• James is going to want to hear the team will spend some more money on role players. The Heat made three choices over this past season that were aimed at controlling payroll instead of improving the roster that ultimately explained how the Spurs' bench and overall depth proved to be dramatically better.
They released Mike Miller via the amnesty provision, a move that ultimately saved the Heat $15 million in luxury tax. James complained about this frequently during the season, especially on nights when Wade missed games to deal with ongoing knee issues.
In conjunction, the Heat did not use their mid-level exception to add a role player to help replace Miller. After signing Ray Allen and Shane Battier with the mid-level over the previous two years, the Heat added reclamation projects Michael Beasley and Greg Oden instead of a proven backup.

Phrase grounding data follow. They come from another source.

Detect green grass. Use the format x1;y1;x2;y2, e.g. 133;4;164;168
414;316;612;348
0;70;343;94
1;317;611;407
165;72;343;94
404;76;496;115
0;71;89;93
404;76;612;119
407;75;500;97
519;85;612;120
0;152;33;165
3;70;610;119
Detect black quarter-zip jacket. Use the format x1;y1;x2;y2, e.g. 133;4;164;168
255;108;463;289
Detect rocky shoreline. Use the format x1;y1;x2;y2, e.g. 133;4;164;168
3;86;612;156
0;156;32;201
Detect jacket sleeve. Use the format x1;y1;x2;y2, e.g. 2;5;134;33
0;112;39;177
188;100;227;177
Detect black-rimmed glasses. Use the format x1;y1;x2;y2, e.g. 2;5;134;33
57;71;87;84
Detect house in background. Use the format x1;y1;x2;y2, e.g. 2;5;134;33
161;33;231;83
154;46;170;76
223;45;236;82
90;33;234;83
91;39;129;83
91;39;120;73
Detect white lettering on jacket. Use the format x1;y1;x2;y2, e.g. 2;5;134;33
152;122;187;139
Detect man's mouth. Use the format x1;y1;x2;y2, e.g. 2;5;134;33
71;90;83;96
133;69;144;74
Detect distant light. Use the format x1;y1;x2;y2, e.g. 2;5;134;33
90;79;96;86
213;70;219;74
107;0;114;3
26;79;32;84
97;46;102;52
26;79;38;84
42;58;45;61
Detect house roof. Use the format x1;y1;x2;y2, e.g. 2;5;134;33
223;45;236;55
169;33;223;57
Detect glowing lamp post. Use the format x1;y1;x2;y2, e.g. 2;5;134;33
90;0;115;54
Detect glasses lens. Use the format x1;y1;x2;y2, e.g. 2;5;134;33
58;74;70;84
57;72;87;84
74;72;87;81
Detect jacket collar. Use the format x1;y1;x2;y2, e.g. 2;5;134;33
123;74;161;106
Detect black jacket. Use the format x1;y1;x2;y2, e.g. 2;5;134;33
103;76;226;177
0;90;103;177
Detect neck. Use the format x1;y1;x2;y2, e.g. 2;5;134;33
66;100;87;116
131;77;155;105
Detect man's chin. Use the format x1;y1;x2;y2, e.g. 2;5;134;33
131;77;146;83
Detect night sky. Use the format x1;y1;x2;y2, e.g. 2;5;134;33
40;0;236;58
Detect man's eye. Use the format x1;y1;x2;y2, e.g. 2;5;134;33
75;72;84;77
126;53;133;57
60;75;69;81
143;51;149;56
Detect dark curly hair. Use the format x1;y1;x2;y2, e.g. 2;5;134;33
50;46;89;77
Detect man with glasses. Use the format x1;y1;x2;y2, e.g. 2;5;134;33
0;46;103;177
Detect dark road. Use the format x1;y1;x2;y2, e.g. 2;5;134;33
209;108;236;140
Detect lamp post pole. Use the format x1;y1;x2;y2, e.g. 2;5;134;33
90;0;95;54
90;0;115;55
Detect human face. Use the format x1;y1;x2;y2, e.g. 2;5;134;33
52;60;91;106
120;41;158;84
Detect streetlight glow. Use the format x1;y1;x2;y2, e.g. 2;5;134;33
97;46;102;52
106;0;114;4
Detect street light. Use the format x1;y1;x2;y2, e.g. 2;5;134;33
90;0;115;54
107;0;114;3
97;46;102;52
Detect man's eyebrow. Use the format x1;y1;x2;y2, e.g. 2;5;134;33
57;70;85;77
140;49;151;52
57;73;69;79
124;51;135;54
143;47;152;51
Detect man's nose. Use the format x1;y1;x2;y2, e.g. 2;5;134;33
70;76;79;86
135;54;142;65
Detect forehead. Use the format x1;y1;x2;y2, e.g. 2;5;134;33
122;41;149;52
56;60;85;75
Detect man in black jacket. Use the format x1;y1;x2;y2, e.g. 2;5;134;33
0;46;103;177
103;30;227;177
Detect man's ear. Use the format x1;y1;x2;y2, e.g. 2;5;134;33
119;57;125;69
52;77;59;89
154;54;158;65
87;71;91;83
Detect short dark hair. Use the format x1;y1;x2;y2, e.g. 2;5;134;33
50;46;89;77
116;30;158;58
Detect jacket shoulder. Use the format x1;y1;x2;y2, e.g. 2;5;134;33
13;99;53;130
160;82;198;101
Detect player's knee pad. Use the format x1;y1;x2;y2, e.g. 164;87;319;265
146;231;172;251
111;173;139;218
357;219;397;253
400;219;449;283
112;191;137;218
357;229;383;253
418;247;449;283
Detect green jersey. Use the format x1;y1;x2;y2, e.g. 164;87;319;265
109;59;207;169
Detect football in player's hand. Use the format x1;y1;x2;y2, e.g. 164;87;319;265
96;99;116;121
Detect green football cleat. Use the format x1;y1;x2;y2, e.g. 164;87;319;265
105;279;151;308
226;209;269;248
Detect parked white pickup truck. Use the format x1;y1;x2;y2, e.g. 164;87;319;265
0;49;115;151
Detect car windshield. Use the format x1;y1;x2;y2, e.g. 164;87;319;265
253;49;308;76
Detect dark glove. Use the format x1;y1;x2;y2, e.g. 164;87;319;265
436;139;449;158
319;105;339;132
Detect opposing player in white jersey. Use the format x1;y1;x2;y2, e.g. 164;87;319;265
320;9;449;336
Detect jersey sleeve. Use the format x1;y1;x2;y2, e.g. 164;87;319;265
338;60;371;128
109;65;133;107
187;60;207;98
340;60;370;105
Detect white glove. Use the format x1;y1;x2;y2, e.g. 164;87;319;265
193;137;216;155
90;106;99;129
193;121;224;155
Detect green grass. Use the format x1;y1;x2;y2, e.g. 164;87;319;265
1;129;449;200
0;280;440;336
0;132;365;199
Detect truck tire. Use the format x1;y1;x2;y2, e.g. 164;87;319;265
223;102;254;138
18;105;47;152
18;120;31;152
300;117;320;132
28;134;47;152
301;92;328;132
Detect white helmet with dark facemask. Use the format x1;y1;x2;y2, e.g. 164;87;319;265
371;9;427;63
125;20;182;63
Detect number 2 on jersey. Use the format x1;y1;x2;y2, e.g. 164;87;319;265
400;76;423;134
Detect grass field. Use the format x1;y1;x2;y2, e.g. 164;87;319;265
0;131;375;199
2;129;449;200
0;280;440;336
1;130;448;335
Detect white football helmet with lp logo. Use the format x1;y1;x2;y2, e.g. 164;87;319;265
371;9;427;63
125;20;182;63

Third, at midseason the Heat traded Joel Anthony, a future first-round pick and $1 million in a cash-dump deal in which they ended up with Toney Douglas. The Heat could've used those assets in a different type of deal, one that provided immediate help and wasn't aimed at saving tax dollars.
James, Wade and Both may discuss opting out and reworking their contracts if it means adding another key player or two. But it is unlikely they would take such a step just to save the Heat luxury tax money.
Of course, James was asked about his plans late Sunday night. As he has for months, he deferred.
"I haven't gotten to that point yet," James said. "You're trying to find answers but I'm not going to give you one."
Don't think for a moment, though, that James hasn't given it a lot of thought already. He learned a great deal when he went through this four years ago, though there will be no television special to announce his plans this time around.
But he also no longer needs Wade, Bosh and Heat to help him prove himself. Now, it is them who need James and he is extremely aware of that reality.